Francisco Figueiredo Jr.
Npgsql Lead Developer
http://www.npgsql.org
http://fxjr.blogspot.com
http://twitter.com/franciscojunior

Any ideas??

Would it be possible that Postgresql would be using another encoding
for the identifiers when they aren't wrapped by double quotes?


On Tue, Mar 15, 2011 at 23:37, Francisco Figueiredo Jr.
<francisco@npgsql.org> wrote:
> Now, I'm using my dev machine.
>
> With the tests I'm doing, I can see the following:
>
> If I use:
>
> select 'seléct' as "seléct";
>
> column name returns ok as expected.
>
> If I do:
>
> select 'seléct' as seléct;
>
>
> This is the sequence of bytes I receive from postgresql:
>
> byte1 - 115 UTF-8 for s
> byte2 - 101 UTF-8 for e
> byte3 - 108 UTF-8 for l
> byte4 - 227
> byte5 - 169
> byte6 - 99 UTF-8 for c
> byte7 - 116 UTF-8 for t
>
>
> The problem lies in the byte4.
> According to [1], the first byte defines how many bytes will compose
> the UTF-8 char. the problem is that 227 encodes to a binary value of
> 1110 0011 and so, the UTF-8 decoder will think there are 3 bytes in
> sequence when actually there are only 2! :( And this seems to be the
> root of the problem for me.
>
>
> For the select value the correct byte is returned:
>
> byte1 - 115 UTF-8 for s
> byte2 - 101 UTF-8 for e
> byte3 - 108 UTF-8 for l
> byte4 - 195
> byte5 - 169
> byte6 - 99 UTF-8 for c
> byte7 - 116 UTF-8 for t
>
>
> Where 195 is 1100 0011 which gives two bytes in sequence and the
> decoder can decode this to the U+00E9 which is the char "é"
>
> Do you think this can be related to my machine?
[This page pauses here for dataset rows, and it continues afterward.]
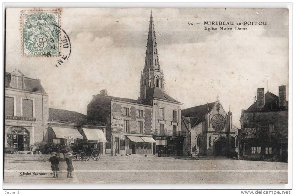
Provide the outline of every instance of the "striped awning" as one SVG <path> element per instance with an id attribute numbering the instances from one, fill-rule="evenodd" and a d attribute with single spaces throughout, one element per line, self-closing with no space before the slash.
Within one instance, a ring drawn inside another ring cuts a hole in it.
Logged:
<path id="1" fill-rule="evenodd" d="M 76 129 L 52 127 L 57 138 L 63 139 L 83 139 L 83 136 Z"/>

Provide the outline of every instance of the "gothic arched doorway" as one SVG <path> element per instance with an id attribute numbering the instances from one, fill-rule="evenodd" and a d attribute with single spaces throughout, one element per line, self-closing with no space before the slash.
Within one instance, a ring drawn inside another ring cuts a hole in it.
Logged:
<path id="1" fill-rule="evenodd" d="M 221 138 L 217 139 L 214 142 L 214 156 L 224 156 L 225 154 L 224 151 L 226 146 L 225 141 L 224 139 Z"/>
<path id="2" fill-rule="evenodd" d="M 20 151 L 30 151 L 30 136 L 29 131 L 21 127 L 13 127 L 7 131 L 6 146 L 17 148 Z"/>

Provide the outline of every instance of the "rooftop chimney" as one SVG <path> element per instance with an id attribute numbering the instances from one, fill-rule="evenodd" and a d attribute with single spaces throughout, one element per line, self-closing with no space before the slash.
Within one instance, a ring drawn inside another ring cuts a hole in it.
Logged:
<path id="1" fill-rule="evenodd" d="M 101 90 L 99 92 L 99 94 L 100 94 L 101 95 L 104 95 L 104 96 L 107 96 L 108 95 L 108 90 L 106 89 L 104 89 L 103 90 Z"/>
<path id="2" fill-rule="evenodd" d="M 264 88 L 257 89 L 257 99 L 256 100 L 256 108 L 263 108 L 264 106 Z"/>
<path id="3" fill-rule="evenodd" d="M 287 106 L 286 85 L 278 86 L 278 106 L 279 107 Z"/>

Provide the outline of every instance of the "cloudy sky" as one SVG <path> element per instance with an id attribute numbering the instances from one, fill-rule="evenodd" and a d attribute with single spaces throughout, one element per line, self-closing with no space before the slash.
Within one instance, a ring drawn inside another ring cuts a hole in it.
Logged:
<path id="1" fill-rule="evenodd" d="M 137 99 L 150 9 L 63 9 L 60 25 L 69 37 L 72 53 L 58 67 L 56 57 L 22 57 L 22 10 L 7 11 L 6 71 L 18 69 L 27 77 L 40 79 L 50 108 L 86 114 L 92 95 L 104 89 L 111 95 Z M 231 105 L 234 124 L 239 127 L 241 110 L 253 103 L 257 88 L 264 87 L 266 92 L 268 86 L 277 95 L 279 85 L 288 85 L 287 9 L 153 8 L 153 12 L 166 90 L 183 103 L 182 108 L 214 101 L 218 95 L 227 111 Z M 207 21 L 267 25 L 208 32 L 204 30 Z"/>

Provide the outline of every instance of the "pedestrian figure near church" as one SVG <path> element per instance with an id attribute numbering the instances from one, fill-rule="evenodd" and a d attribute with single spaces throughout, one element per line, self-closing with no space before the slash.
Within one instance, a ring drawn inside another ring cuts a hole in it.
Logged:
<path id="1" fill-rule="evenodd" d="M 74 153 L 69 146 L 66 144 L 64 144 L 62 145 L 60 148 L 60 152 L 63 153 L 65 157 L 65 160 L 67 163 L 68 166 L 68 175 L 67 178 L 73 178 L 72 176 L 72 172 L 75 171 L 74 167 L 73 166 L 72 162 L 72 158 L 73 158 L 73 153 Z"/>
<path id="2" fill-rule="evenodd" d="M 162 149 L 160 146 L 158 147 L 158 156 L 161 157 L 161 152 L 162 151 Z"/>
<path id="3" fill-rule="evenodd" d="M 51 153 L 50 158 L 48 160 L 51 162 L 51 171 L 53 172 L 54 178 L 58 178 L 57 172 L 59 171 L 58 165 L 59 164 L 59 158 L 58 157 L 57 153 L 55 152 Z"/>

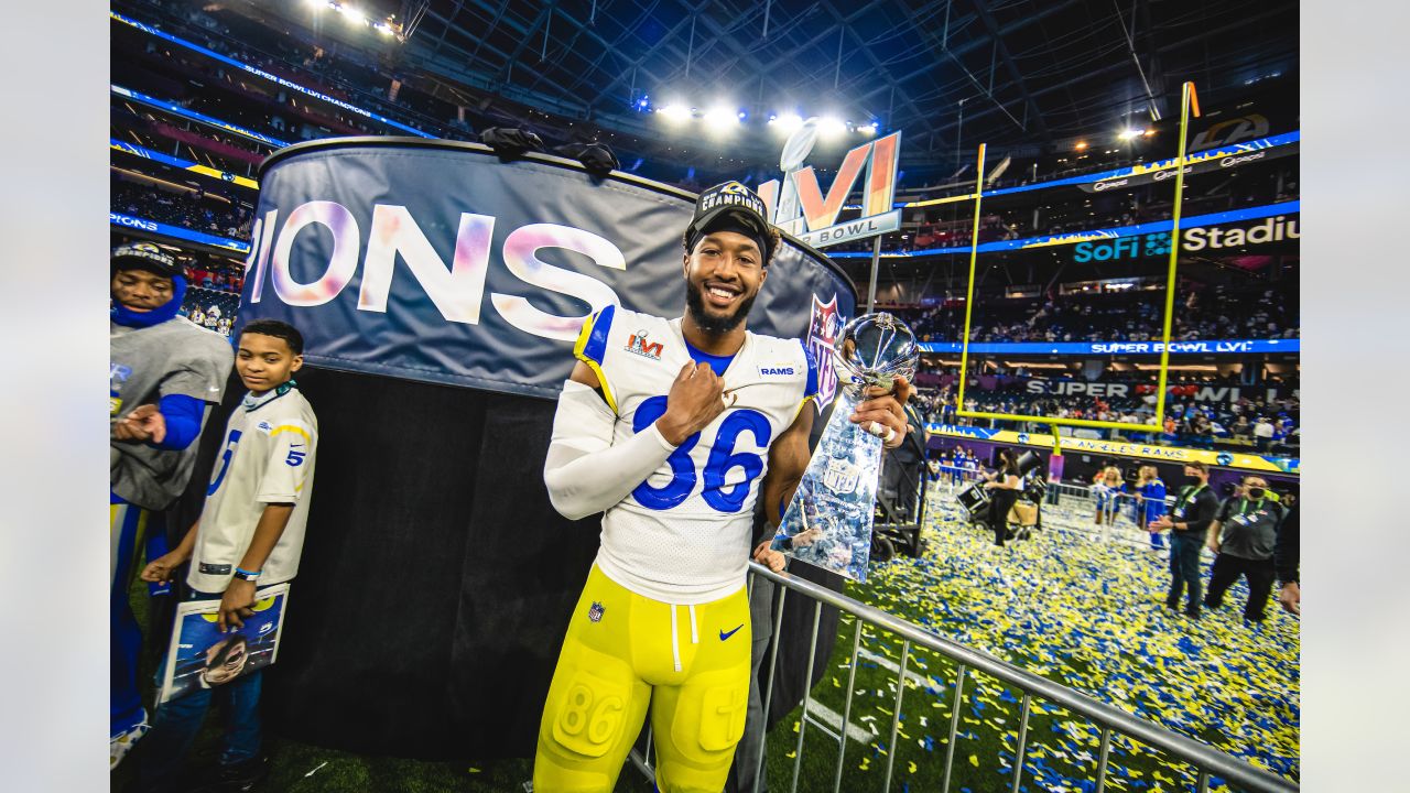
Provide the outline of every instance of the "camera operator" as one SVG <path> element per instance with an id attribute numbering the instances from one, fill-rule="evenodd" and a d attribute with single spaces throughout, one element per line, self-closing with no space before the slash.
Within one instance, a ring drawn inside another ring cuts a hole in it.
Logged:
<path id="1" fill-rule="evenodd" d="M 1170 591 L 1165 597 L 1166 608 L 1180 607 L 1180 593 L 1189 587 L 1184 614 L 1200 618 L 1200 545 L 1210 522 L 1218 515 L 1220 500 L 1210 490 L 1210 467 L 1198 460 L 1184 464 L 1189 480 L 1169 515 L 1160 515 L 1146 526 L 1152 532 L 1170 532 Z"/>
<path id="2" fill-rule="evenodd" d="M 1217 556 L 1204 605 L 1222 605 L 1224 593 L 1239 576 L 1246 576 L 1248 603 L 1244 605 L 1244 619 L 1251 622 L 1263 621 L 1268 595 L 1273 590 L 1273 546 L 1283 508 L 1269 495 L 1263 477 L 1244 477 L 1244 485 L 1224 502 L 1220 516 L 1210 523 L 1206 540 Z"/>
<path id="3" fill-rule="evenodd" d="M 998 450 L 998 470 L 984 474 L 988 481 L 984 490 L 990 491 L 988 525 L 994 529 L 994 545 L 1003 547 L 1008 535 L 1008 512 L 1018 501 L 1018 494 L 1024 490 L 1022 474 L 1018 470 L 1018 456 L 1010 449 Z"/>

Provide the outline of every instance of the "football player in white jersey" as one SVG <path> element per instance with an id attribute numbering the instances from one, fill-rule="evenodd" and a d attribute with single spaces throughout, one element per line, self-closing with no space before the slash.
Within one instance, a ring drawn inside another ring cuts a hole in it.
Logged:
<path id="1" fill-rule="evenodd" d="M 609 793 L 647 704 L 663 793 L 718 793 L 744 730 L 754 504 L 777 525 L 808 466 L 818 374 L 797 339 L 744 327 L 780 243 L 757 195 L 705 190 L 682 241 L 685 315 L 594 315 L 558 398 L 550 498 L 603 516 L 539 728 L 539 793 Z M 909 384 L 869 396 L 852 420 L 894 449 Z M 767 545 L 756 559 L 783 569 Z"/>

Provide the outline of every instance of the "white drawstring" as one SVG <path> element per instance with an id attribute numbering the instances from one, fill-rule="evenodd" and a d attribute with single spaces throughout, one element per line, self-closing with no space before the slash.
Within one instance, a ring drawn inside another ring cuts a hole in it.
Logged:
<path id="1" fill-rule="evenodd" d="M 675 658 L 675 670 L 681 670 L 681 642 L 675 636 L 675 604 L 671 604 L 671 655 Z"/>

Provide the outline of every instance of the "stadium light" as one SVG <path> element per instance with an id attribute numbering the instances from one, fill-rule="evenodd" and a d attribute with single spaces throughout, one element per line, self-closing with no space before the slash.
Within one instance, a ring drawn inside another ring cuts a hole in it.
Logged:
<path id="1" fill-rule="evenodd" d="M 673 124 L 680 124 L 691 117 L 691 110 L 688 107 L 675 103 L 657 107 L 656 113 Z"/>
<path id="2" fill-rule="evenodd" d="M 847 126 L 835 116 L 825 116 L 818 120 L 818 133 L 823 137 L 835 138 L 846 134 Z"/>
<path id="3" fill-rule="evenodd" d="M 705 111 L 704 120 L 711 131 L 723 133 L 739 126 L 737 113 L 737 110 L 716 104 Z"/>
<path id="4" fill-rule="evenodd" d="M 791 135 L 802 127 L 802 117 L 797 113 L 784 113 L 768 120 L 768 126 L 785 135 Z"/>

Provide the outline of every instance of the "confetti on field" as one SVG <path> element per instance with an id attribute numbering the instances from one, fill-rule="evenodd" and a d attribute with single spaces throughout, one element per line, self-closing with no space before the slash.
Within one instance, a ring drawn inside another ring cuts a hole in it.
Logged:
<path id="1" fill-rule="evenodd" d="M 1241 612 L 1248 588 L 1242 581 L 1227 593 L 1221 610 L 1206 610 L 1197 622 L 1167 611 L 1169 563 L 1148 545 L 1093 539 L 1081 532 L 1090 529 L 1090 511 L 1084 516 L 1045 505 L 1042 532 L 995 547 L 993 533 L 970 526 L 952 497 L 932 495 L 924 556 L 874 563 L 866 584 L 849 584 L 846 593 L 945 639 L 1297 780 L 1297 619 L 1272 598 L 1263 624 L 1245 624 Z M 1077 531 L 1059 531 L 1065 526 Z M 1129 521 L 1118 532 L 1145 536 Z M 1207 559 L 1203 571 L 1207 581 Z M 854 621 L 843 617 L 836 669 L 849 669 L 854 629 Z M 898 659 L 901 641 L 869 626 L 862 645 L 870 660 L 857 663 L 852 721 L 873 735 L 890 735 L 895 665 L 887 669 L 871 662 Z M 915 775 L 916 790 L 929 789 L 952 751 L 955 704 L 959 730 L 952 790 L 963 790 L 963 785 L 1007 789 L 1015 770 L 1029 790 L 1094 789 L 1101 741 L 1096 724 L 1035 696 L 1022 768 L 1015 769 L 1022 691 L 970 669 L 963 698 L 955 703 L 953 662 L 915 643 L 909 659 L 909 674 L 919 673 L 904 687 L 900 725 L 925 735 L 911 738 L 900 730 L 905 741 L 895 749 L 897 759 Z M 832 679 L 814 696 L 840 713 L 847 689 Z M 918 715 L 922 708 L 928 717 Z M 1108 761 L 1108 790 L 1180 790 L 1196 776 L 1190 763 L 1118 734 L 1112 734 Z M 867 759 L 857 768 L 867 770 Z M 843 783 L 843 789 L 849 786 Z M 1217 776 L 1210 789 L 1230 790 Z"/>

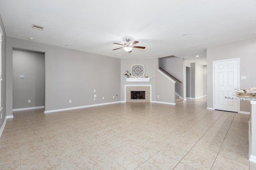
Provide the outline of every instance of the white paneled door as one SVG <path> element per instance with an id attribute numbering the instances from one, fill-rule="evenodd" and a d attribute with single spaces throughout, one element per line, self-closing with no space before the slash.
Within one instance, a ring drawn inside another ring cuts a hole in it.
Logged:
<path id="1" fill-rule="evenodd" d="M 232 97 L 239 87 L 238 63 L 238 59 L 214 62 L 214 109 L 238 111 L 238 100 L 225 97 Z"/>

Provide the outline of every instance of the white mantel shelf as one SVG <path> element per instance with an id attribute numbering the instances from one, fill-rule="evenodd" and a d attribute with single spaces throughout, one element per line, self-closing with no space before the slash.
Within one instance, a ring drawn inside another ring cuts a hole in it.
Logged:
<path id="1" fill-rule="evenodd" d="M 151 77 L 129 77 L 125 78 L 126 79 L 126 82 L 149 82 Z"/>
I'm using OSX 10.6.6
> and I compiled postgresql 9.0.1 from source code.
>
> Thanks in advance.
>
>
>
>
> [1] - http://en.wikipedia.org/wiki/UTF-8
>
>
>
>
> On Tue, Mar 15, 2011 at 15:52, Francisco Figueiredo Jr.
> <francisco@npgsql.org> wrote:
>> Hmmmmmmmm,
>>
>> What would change the encoding of the identifiers?
>>
>> Because on my dev machine which unfortunately isn't with me right now
>> I can't get the identifier returned correctly :(
>>
>> I remember that it returns:
>>
>>  test=*# select 'tést' as tést;
>>   tst
>>  ------
>>   tést
>>
>> Is there any config I can change at runtime in order to have it
>> returned correctly?
>>
>> Thanks in advance.
>>
>>
>> On Tue, Mar 15, 2011 at 15:45, Andreas Kretschmer
>> <akretschmer@spamfence.net> wrote:
>>> Francisco Figueiredo Jr. <francisco@npgsql.org> wrote:
>>>
>>>>
>>>> What happens if you remove the double quotes in the column name identifier?
>>>
>>> the same:
>>>
>>> test=*# select 'tést' as tést;
>>>  tést
>>> ------
>>>  tést
>>> (1 Zeile)
>>>
>>>
>>>
>>> Andreas
>>> --
>>> Really, I'm not out to destroy Microsoft. That will just be a completely
>>> unintentional side effect.                              (Linus Torvalds)
>>> "If I was god, I would recompile penguin with --enable-fly."   (unknown)
>>> Kaufbach, Saxony, Germany, Europe.              N 51.05082°, E 13.56889°
>>>
>>> --
>>> Sent via pgsql-general mailing list (pgsql-general@postgresql.org)
>>> To make changes to your subscription:
>>> http://www.postgresql.org/mailpref/pgsql-general
>>>
>>
>>
>>
>> --
>> Regards,
>>
>> Francisco Figueiredo Jr.
>> Npgsql Lead Developer
>> http://www.npgsql.org
>> http://fxjr.blogspot.com
>> http://twitter.com/franciscojunior
>>
>
>
>
> --
> Regards,
>
> Francisco Figueiredo Jr.
> Npgsql Lead Developer
> http://www.npgsql.org
> http://fxjr.blogspot.com
> http://twitter.com/franciscojunior
>



--
Regards,

Francisco Figueiredo Jr.
Npgsql Lead Developer
http://www.npgsql.org
http://fxjr.blogspot.com
http://twitter.com/franciscojunior

"Francisco Figueiredo Jr." <francisco@npgsql.org> writes:
> Would it be possible that Postgresql would be using another encoding
> for the identifiers when they aren't wrapped by double quotes?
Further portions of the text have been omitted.